TomK; did you see the post in today's CS about fish meat soaked in a liquid to expand its bulk, thus feeding more people? Soylent green is just around the corner, just trying to figure out the packaging B^).
I never saw "The Fountainhead"; I wonder if it was as good as the book by Ayn Rand?
-- j.r. guerra in s. tx. (email@example.com), March 22, 2002.
j. r. guerra, the fish post must have been deleted because i couldn't find it.
-- TomK(mich) (firstname.lastname@example.org), March 22, 2002.
Tomk the fish story is still on cs dated 3/21 title: A step towards lab grown meats. Here's a story in todays news, Just immagine the experiments that are being kept secrete.
Scientists test first human cyborg
A British university professor has been fitted with cyborg technology enabling his nervous system to be linked to a computer.
The ground-breaking surgery on Professor Kevin Warwick effectively makes him the world's first cyborg -- part human, part machine.

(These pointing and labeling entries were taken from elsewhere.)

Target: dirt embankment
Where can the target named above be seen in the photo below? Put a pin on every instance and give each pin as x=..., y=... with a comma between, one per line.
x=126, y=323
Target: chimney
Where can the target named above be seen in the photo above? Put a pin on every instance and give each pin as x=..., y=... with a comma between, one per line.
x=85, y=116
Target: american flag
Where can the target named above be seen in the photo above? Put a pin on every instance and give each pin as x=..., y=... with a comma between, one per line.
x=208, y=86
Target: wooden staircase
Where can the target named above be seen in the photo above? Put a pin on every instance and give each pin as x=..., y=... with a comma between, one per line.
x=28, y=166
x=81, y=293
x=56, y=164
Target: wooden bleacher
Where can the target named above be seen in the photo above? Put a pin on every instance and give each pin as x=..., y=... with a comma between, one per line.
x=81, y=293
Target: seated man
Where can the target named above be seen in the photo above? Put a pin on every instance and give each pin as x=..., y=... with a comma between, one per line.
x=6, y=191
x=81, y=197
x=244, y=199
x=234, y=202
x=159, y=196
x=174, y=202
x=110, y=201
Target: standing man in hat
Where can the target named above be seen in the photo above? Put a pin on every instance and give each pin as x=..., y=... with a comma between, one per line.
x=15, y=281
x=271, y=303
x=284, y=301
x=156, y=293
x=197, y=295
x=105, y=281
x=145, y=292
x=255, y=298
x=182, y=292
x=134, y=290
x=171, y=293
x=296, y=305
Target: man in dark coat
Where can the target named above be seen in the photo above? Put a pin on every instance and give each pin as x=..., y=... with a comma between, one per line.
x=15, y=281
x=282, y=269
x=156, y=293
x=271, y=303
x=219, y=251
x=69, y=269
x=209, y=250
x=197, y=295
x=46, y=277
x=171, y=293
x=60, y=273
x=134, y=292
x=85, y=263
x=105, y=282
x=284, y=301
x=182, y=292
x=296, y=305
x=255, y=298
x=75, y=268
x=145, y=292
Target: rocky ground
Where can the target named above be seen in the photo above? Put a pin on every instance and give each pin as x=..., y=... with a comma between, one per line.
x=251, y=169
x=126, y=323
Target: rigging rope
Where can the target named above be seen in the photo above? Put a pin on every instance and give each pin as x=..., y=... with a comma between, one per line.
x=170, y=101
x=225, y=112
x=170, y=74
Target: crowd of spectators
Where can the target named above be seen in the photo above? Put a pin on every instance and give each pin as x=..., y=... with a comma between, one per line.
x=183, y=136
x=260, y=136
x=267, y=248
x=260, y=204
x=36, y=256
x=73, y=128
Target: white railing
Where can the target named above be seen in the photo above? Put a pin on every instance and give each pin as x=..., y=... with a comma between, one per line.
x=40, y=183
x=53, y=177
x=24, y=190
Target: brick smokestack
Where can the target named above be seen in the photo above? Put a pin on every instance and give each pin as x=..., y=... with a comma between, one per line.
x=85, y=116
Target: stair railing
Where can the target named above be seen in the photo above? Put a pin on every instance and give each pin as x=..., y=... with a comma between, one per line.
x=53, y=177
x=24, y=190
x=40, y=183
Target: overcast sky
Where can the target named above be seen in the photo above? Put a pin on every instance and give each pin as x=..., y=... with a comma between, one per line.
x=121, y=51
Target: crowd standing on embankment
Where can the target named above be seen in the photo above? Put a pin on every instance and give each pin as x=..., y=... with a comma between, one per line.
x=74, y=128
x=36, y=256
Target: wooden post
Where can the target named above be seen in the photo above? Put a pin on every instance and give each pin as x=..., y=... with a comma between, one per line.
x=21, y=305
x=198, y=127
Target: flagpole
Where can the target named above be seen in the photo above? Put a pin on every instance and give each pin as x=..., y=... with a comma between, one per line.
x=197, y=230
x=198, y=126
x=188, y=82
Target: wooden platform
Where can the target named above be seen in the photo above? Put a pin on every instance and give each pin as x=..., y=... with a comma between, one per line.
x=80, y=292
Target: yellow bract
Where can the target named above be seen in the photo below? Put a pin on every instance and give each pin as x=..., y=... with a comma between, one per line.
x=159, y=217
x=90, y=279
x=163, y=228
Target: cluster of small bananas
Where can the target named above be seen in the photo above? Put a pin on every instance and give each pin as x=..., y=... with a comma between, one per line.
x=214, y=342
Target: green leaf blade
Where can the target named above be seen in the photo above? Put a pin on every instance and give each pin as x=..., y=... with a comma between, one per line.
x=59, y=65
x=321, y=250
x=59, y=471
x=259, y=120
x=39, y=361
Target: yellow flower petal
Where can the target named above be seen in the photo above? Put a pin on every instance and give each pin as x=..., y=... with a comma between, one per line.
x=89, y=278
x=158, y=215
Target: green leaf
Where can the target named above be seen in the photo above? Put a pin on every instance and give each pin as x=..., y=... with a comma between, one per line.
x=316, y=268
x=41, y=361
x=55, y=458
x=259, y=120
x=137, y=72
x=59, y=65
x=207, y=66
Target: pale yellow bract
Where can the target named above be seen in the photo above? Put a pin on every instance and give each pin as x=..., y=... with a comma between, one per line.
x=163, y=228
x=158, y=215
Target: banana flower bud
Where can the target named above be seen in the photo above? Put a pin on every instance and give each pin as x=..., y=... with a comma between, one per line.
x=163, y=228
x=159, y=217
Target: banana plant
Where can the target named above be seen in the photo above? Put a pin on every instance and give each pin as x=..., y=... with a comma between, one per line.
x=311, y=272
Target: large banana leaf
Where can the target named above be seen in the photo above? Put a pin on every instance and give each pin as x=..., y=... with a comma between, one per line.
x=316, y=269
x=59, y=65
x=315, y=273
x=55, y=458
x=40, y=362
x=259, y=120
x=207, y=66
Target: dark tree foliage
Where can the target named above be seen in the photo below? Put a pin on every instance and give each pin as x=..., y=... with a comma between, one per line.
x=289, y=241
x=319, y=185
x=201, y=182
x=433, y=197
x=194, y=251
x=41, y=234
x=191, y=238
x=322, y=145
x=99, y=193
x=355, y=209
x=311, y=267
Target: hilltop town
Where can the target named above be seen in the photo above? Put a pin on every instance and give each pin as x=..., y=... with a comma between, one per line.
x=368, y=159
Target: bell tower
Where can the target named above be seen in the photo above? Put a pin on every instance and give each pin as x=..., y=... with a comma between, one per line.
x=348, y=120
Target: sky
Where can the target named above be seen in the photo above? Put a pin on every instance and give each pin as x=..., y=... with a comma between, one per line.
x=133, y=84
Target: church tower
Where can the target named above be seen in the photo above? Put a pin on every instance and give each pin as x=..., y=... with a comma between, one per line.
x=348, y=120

Although a long way from fictional characters The Terminator or the Six Million Dollar Man, it is hoped that readings will be taken from the implant in his arm of electrical impulses coursing through his nerves.
These signals, encoding movements like wiggling fingers and feelings like shock and pain, will be transmitted to a computer and recorded for the first time.

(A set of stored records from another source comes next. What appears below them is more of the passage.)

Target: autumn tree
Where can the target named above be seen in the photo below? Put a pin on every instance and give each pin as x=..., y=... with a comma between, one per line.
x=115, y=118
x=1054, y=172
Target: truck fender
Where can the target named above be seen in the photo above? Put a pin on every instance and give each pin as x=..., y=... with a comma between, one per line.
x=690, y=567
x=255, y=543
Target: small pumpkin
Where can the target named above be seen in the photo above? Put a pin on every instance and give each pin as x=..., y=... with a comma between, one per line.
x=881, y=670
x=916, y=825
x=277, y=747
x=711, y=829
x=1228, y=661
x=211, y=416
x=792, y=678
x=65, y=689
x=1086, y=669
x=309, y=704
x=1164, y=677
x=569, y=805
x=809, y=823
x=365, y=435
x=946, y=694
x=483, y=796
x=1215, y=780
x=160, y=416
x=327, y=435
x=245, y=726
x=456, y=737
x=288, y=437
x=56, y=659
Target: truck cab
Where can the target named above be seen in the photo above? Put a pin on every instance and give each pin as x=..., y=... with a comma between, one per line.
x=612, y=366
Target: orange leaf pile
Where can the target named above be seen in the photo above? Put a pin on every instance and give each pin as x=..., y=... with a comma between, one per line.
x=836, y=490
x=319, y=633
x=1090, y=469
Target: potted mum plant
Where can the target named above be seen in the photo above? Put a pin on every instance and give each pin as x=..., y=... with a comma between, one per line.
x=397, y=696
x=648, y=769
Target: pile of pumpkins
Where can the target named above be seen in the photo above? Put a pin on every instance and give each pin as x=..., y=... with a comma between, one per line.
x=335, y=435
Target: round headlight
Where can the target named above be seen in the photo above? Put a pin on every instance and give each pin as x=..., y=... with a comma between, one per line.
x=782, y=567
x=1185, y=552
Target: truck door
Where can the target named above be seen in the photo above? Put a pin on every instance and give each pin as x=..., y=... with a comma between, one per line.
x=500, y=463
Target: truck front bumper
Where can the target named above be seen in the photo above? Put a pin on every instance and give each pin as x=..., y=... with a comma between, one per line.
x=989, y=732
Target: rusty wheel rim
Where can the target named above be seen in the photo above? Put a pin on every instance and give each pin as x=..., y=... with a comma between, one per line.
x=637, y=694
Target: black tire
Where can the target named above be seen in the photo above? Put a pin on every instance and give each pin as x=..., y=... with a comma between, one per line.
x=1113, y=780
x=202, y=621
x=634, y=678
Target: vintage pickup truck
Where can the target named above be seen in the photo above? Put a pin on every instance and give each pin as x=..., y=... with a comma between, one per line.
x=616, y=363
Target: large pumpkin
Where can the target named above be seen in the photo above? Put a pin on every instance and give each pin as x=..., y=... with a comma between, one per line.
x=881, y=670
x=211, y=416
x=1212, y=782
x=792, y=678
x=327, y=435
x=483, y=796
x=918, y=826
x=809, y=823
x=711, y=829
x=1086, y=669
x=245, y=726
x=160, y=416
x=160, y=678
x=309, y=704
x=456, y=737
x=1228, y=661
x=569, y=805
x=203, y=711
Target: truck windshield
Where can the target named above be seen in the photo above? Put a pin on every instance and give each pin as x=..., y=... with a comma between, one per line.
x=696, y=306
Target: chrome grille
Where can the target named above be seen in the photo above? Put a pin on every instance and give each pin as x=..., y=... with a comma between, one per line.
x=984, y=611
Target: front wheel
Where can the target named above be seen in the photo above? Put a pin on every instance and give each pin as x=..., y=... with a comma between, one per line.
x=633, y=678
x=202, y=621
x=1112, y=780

Similar experiments have previously only ever been carried out on cats and monkeys in the United States.
Surgeons implanted a silicon square about 3mm wide into an incision in Warwick's left wrist and attached its 100 electrodes, each as thin as a hair, into the median nerve.
Connecting wires were fed under the skin of the forearm and out from a skin puncture and the wounds were sewn up.
The wires will be linked to a transmitter/receiver device to relay nerve messages to a computer by radio signal.
It is possible that the procedure could lead to a medical breakthrough for people paralysed by spinal cord damage, such as Superman actor Christopher Reeve.
On Friday, Warwick, 48, denied claims that the surgery, which was carried out at the Radcliffe Infirmary, Oxford, England, was just a publicity stunt.
"To go through a two-hour operation I would say is a little bit extreme for a publicity stunt," he told the BBC.
"To say no you can't do this or this is publicity is absolutely crazy at this stage when we haven't even looked at it."
He said the ıı500,000 ($715,000) experiment was about "seriously helping people" with spinal injuries.
He added: "This has not been done on a human before so for someone to say this is not going to tell us much ... we don't know.
"We really don't know but we want to find out what sort of signals we are going to get and what sort of signals we can put in."
Researchers at the university's department of cybernetics will carry out experiments on Warwick for about a month.
He said: "What we're doing is historic and momentous. It is going to change the world.
"Science fiction has predicted this for quite some time. As a scientist, I'm excited about taking a step into the future.
"But as a human I do share the ethical concerns about what it will mean for humanity."
Warwick also hopes to wire himself up to a ultrasonic sensor, used by robots to navigate around objects, to give himself a bat-like sixth sense.
He believes the technique could be developed within a decade to restore movement to a tetraplegic's hand or feeling to a prosthetic leg used by an amputee.
"For someone like Christopher Reeve, it might not bring back complex movement. But if it could allow him to control a bit of technology to pick up a cup, it would be enormously useful," he said.
Warwick has already been a guinea pig for his own experiments.
In 1998 a silicon chip, which turned on lights and opened doors when he walked into his office, was implanted in his arm.